戦士と魔術師も少年に視線を向けることなく青年の後に続く。
その後ろ姿を見でいられず、少年は顔を伏せる。
(……悔しい)
思いは声にはならず、漏れるのは吐息のみ。
悔しいのは、パーティーを追放されたからではない。
次の職でも探せばいいということは、治癒術師どころか冒険者を続けることさえ否定されたということ。

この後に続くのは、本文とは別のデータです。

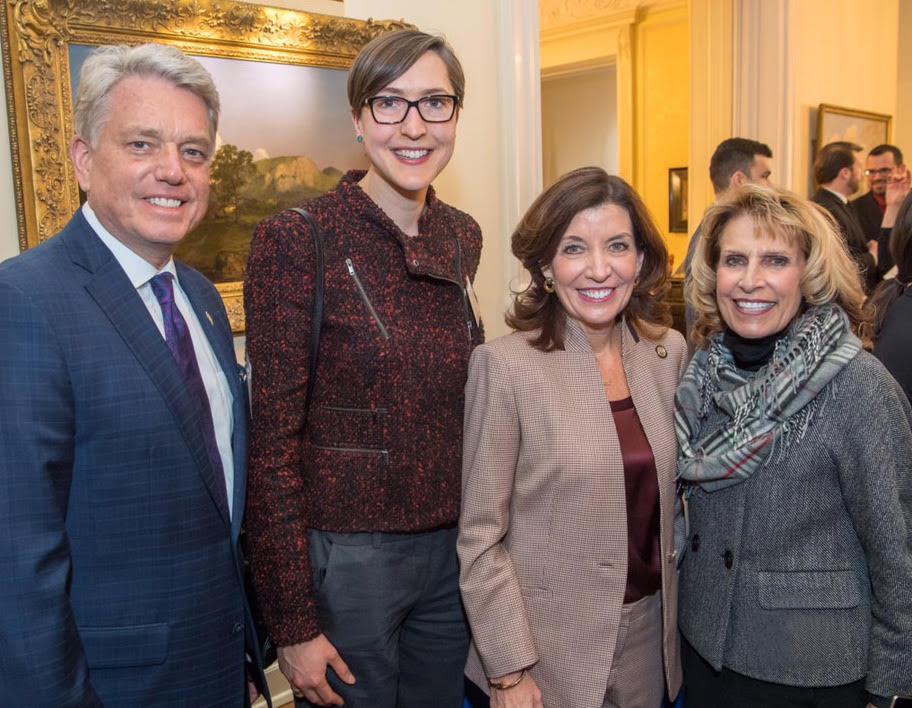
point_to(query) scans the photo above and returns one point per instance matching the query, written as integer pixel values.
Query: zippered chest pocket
(362, 292)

少年とて治癒術師としての実力が足りないことは分かっている。
だがそれでも今日まで努力をしてきた。
治癒術師としてはあまりにも貢献できないから、加入して一ヶ月が過ぎた頃から盾を手に前衛として敵の攻撃を一身に受けてきた。自己回復を駆使しての盾役は、少しでも貢献できていたと思っていた。
街や冒険中の雑用も積極的に引き受けてきた。買い出しでは余裕を持たせた上で必要以上のものは買わず、冒険中の食生活向上のために料理も勉強した。
少しでも貢献するためにできることは何でもしてきた。
その思いがあるからこそ、冒険者を辞めて次の職を探せばいいという言葉は今までの努力の全てを否定されたということで、少年は悔しさを感じずにはいられなかった。
そして何より、たとえ感情的になっただけだったとしても、その場ですぐに言い返さなければならなかった場面なのに何も言えず、むしろどこか納得さえしてしまった自分の弱さが悔しくて仕方がなかった。
「リーダーもお人よしだねぇ。迷惑料も装備も回収すればいいものを」
「要らない物だから回収もしない。ただそれだけのことだ」
「またまたぁ~」
悔しさに押し潰されるように顔を伏せている少年には聞こえない会話。
青年をからかう幼さの残る声。
仲間だった者を切り捨てたことに対する感情など、そこには何一つなかった。
その日、Sランク冒険者パーティー《ラピッドステップ》はパーティーから一人の冒険者を追放した。